0

We want to mount external storage that has been provided to us. We use something like the following in our /etc/fstab file on Ubuntu 18.04.

//external/storage /mounting/point cifs noperm,cred=/home/user/.smbcredentials,domain=WORK,iocharset=utf8,vers=3.0,sec=ntlmv2i,uid=user,gid=WORKGROUP,dir_mode=0770,file_mode=0770 0 0

And .smbcredentials

user=user
password=pass

Unfortunately we are running into mounting issues where the shares sometimes become inaccessible. Strangely enough, we could access it with smbclient and even mount on other OS's (MacOS, Windows). After asking for feedback from the storage's sysadmin, we were told that this is caused by the nature of how the datacenter is set up: the IPs can change dynamically. We were also told that this is not a problem for Windows or MacOS, but that on Linux this causes far-reaching problems because the IP of the remote storage is cached. Thus, if the IP of its host changes, the share cannot be found anymore on the client because the cached IP is incorrect.

My question then is: how do we deal with our set up? We were recommended to only access the shares when we need them with smbclient but never actually mounting them. I definitely do not want to go this direction because we use that remote storage as the data storage for running program tasks.

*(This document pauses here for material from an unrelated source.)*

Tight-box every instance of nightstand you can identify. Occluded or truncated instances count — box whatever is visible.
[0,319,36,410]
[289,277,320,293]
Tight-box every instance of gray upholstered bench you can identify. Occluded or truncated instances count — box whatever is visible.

So it should be available at all times. Idally, I am looking for a way to disable the IP caching all together but other suggestions are welcome, too. At the moment my eye is on autofs, though I have no experience with it and I am not sure whether it also caches the IP of the shares it should connect to.

PS: it's also odd to me that - if the analysis of sysadmin is correct - a share becomes unavailable after the IP change (Host is down) but that unmounting and re-mounting does not work. sudo mount -av just hangs.

(Originally asked over at Ask Ubuntu, but it seems a better fit here.)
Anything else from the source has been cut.